IBS Tales has been mentioned in a good article printed in "Best" magazine, a woman's weekly over here in the UK, and I just wanted to write a few words about the article (for those of you who'd like to see it, get this week's issue, dated 12 September, and look on pages 24/25).
The journalist basically just describes a bit about IBS and then lets two sufferers tell their stories, which I always like to see - much better to let the actual experts describe how IBS really feels than have a journalist imagine it. Having said that, I always like to find one or two things in media articles to complain about, so my issues for today are as follows...
Firstly, one of the IBS sufferers says this:
"I was relieved when the consultant eventually put it down to IBS, but she also said that there was nothing she could do."
Now, I'm certainly not going to quibble with the sufferer who says she is "relieved" it was IBS - if you read the rest of the story this is because she had had to wait six months for a specialist referral and had been told that she needed tests to rule out Crohn's and cancer and other nasty things, so of course she's gonna be relieved.
No, what irritated me about this quote was the lovely little consultant saying that there was nothing she could do. I don't know how many years of training gastroenterologists have to go through these days - what do you reckon, six? Eight? Ten? And in all that time, she wasn't taught about a single treatment for IBS? Nothing on all the clinical studies that show the effectiveness of hypnotherapy, nothing on the research into diet and food intolerance? Nothing, in fact, whatsoever?

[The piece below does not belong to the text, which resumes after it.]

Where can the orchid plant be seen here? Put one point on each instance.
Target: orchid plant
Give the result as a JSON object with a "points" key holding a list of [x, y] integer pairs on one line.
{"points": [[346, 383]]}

The fact that people in the year 2006 are still getting told that IBS is an entirely untreatable disorder is just ridiculous. And what I find even more ridiculous is the situation of the consultant herself.
I mean, let's look at it from her point of view. There are stats to show that GI doctors spend around half of their time treating IBS patients. Half. So every day, Dr Not-Got-a-Clue goes into work, sees 10 patients, and tells five of them that she can't possibly do anything to help them. And then again the next day. And then the next day.
You'd think that after a while that might get a little depressing. That after watching your 1,000th patient break down into tears describing the agony of IBS, you might actually try looking for a solution. But maybe that's just me.
And the second thing that I would like to complain about wasn't in the article itself, it was a full-page advert on page 29. It's an advert for a product called "Dida", which allegedly treats candida albicans infestations.
Now I'm not gonna open the whole "Candida - myth or reality" debate, and most of the marketing blurb in the advert is the kind of thing that you might hear if you visited a number of alternative medicine practitioners, ie: that candida can cause gut symptoms, that it's a yeast overgrowth, and so on.
But there was once sentence that particularly caught my eye (partly because it is printed in huge letters across half of the page), and I really have to record it for posterity. It says this:
"I felt the yeast growing in my stomach."
Yes. Well. I see. I often feel communities of wildebeest in my intestines, but then later I realise it's just gas.
Honestly. On the one hand I do think it's important to try to protect people from misleading advertising messages and over-inflated claims. On the other hand, if there is actually anyone out there who really believes that you can feel something growing in your stomach, they may just be beyond help.